Think of all the interesting phone’s on T-Mobile’s lineup. The Sidekick LX, at the top of the Sidekick family tree. The T-Mobile Shadow, with it’s Neo interface that makes Windows Mobile 6 just a bit easier. The T-Mobile Wing and T-Mobile Dash, more innovative, slick smartphones from HTC. The BlackBerry Pearl was on T-Mobile first, and T-Mobile is still the only carrier offering UMA network switching. T-Mobile has a huge lineup of music phones, including some Nokia and Samsung exclusives, as well as every flavor of RAZR, KRZR, RIZR and RAZR2 you might want.
Now, imagine every phone mentioned above with 3G networking. Phones with fast, useful internet browsing. Phones with real multimedia services, like a music store and streaming audio. Maybe even mobile television. Phone’s with fast-loading GPS maps, tethered modem support, and all the perks that a real 3G network offers. Every phone above could have been better with 3G, and that’s the change we’d like to see from T-Mobile this year. We’re already seeing phones with 1700-band 3G support on T-Mobile’s network. Now it’s time to light up the network itself.
Don’t cover it, discover it!
But T-Mobile should learn from the other carriers how not to promote a 3G network. The larger carriers blend their 3G network and services so seamlessly into their traditional packages that many customers may not realize the capabilities of their phone, or why they are paying more for it. T-Mobile should follow Helio’s lead and make the 3G network something special. Not just a tack-on to the WAP browser the phones were already running, but a packaged, useful set of 3G media tools. Tools for social networking, messaging, location-based services. Take a leap ahead of the larger competitors, who have been slowly rolling out services that are half-disappointing anyway. Don’t bother with a video clips service, unless its unique, original content that people were already watching in short form. No cut-up Sopranos episodes, in other words.
Fix the glitch
Then, go back and improve the key devices. It won’t be enough to simply flick a switch and activate 3G on the existing Sidekick LX. Though that device was an improvement over previous generations, slow networking alone didn’t keep it from comparing poorly against today’s best multimedia phones. The iPhone, after all, only does EDGE. So T-Mobile needs to take some its best, most unique devices, back to the drawing board for the 3G rollout. For the Sidekick, think of the difference between the LG enV and the LG Voyager, a significant upgrade.

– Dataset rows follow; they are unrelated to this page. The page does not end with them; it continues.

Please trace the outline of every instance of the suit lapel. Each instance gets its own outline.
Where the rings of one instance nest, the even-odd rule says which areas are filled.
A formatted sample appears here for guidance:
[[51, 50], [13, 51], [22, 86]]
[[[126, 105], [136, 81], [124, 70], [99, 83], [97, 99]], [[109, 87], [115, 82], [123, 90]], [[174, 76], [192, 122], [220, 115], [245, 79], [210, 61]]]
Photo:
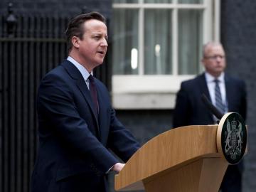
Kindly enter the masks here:
[[[207, 86], [205, 73], [203, 73], [202, 75], [201, 75], [199, 76], [199, 87], [201, 88], [201, 95], [203, 94], [206, 95], [206, 97], [209, 100], [209, 101], [213, 102], [211, 100], [210, 96], [209, 90]], [[200, 100], [201, 100], [201, 95], [200, 95]], [[212, 122], [213, 122], [213, 121], [214, 121], [213, 115], [210, 112], [209, 110], [208, 110], [208, 109], [207, 109], [207, 113], [208, 114], [209, 119], [211, 119]]]
[[93, 114], [94, 119], [97, 123], [97, 129], [98, 132], [99, 132], [99, 122], [97, 118], [96, 112], [95, 111], [95, 107], [93, 107], [93, 102], [92, 99], [90, 96], [90, 91], [86, 85], [84, 78], [82, 78], [82, 74], [80, 73], [78, 69], [69, 60], [65, 60], [62, 65], [66, 69], [68, 74], [72, 77], [72, 78], [76, 80], [76, 85], [78, 87], [78, 89], [82, 92], [82, 95], [84, 96], [86, 102], [87, 102], [90, 110]]
[[203, 73], [199, 76], [199, 87], [201, 88], [201, 95], [203, 94], [206, 95], [206, 96], [209, 100], [209, 101], [211, 101], [209, 90], [207, 86], [207, 82], [204, 73]]
[[225, 75], [225, 88], [226, 91], [226, 100], [228, 102], [228, 111], [230, 111], [230, 106], [233, 106], [233, 105], [232, 95], [234, 95], [234, 93], [233, 92], [233, 90], [232, 85], [232, 82], [230, 80], [229, 78], [227, 77], [227, 75]]

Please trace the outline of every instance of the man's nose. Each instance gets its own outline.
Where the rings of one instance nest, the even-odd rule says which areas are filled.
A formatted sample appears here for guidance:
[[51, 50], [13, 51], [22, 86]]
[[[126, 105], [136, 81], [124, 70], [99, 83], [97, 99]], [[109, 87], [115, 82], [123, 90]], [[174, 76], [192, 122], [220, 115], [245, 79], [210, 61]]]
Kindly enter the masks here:
[[107, 44], [107, 39], [104, 38], [102, 40], [102, 42], [100, 44], [101, 46], [103, 46], [103, 47], [107, 47], [108, 46], [108, 44]]

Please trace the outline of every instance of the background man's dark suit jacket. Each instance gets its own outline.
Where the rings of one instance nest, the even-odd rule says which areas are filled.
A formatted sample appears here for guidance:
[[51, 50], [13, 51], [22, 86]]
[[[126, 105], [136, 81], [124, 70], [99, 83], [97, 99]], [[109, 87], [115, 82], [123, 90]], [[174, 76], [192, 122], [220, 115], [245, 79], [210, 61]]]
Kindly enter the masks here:
[[[105, 173], [139, 147], [116, 118], [108, 91], [95, 79], [99, 117], [85, 80], [68, 60], [48, 73], [38, 90], [39, 150], [32, 191], [105, 191]], [[74, 188], [75, 186], [75, 188]]]
[[[225, 85], [226, 99], [228, 102], [228, 112], [238, 112], [245, 119], [247, 103], [244, 81], [225, 75]], [[215, 124], [213, 122], [213, 114], [210, 114], [210, 111], [201, 101], [202, 94], [205, 94], [208, 100], [211, 100], [204, 73], [193, 80], [181, 83], [181, 90], [177, 94], [176, 104], [174, 113], [174, 127], [193, 124]], [[228, 176], [229, 172], [230, 172], [230, 174], [233, 174], [233, 170], [230, 171], [230, 167], [225, 178], [233, 176]], [[242, 174], [241, 169], [242, 169], [241, 164], [239, 166], [233, 166], [233, 169], [238, 170], [235, 174], [240, 174], [238, 176], [240, 177]], [[232, 185], [230, 185], [230, 187], [232, 187]], [[236, 191], [233, 189], [230, 191]]]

Teaching the class of 2008
Beyond the phones, though, T-Mobile needs to promote themselves as a blanket of high-speed service. The interaction between the new 3G network as well as the wide array of existing T-Mobile HotSpots should create a seamless network experience, helped along by a (hopefully) polished UMA network experience. Every major 3G phone should also be a UMA phone, with the HotSpot @Home plan built into the calling package. Then, T-Mobile just needs some fine marketing muscle to get the message out. A whole lot will be going on at T-Mobile in the next year, so much that the hardest part may simply be explaining the changes.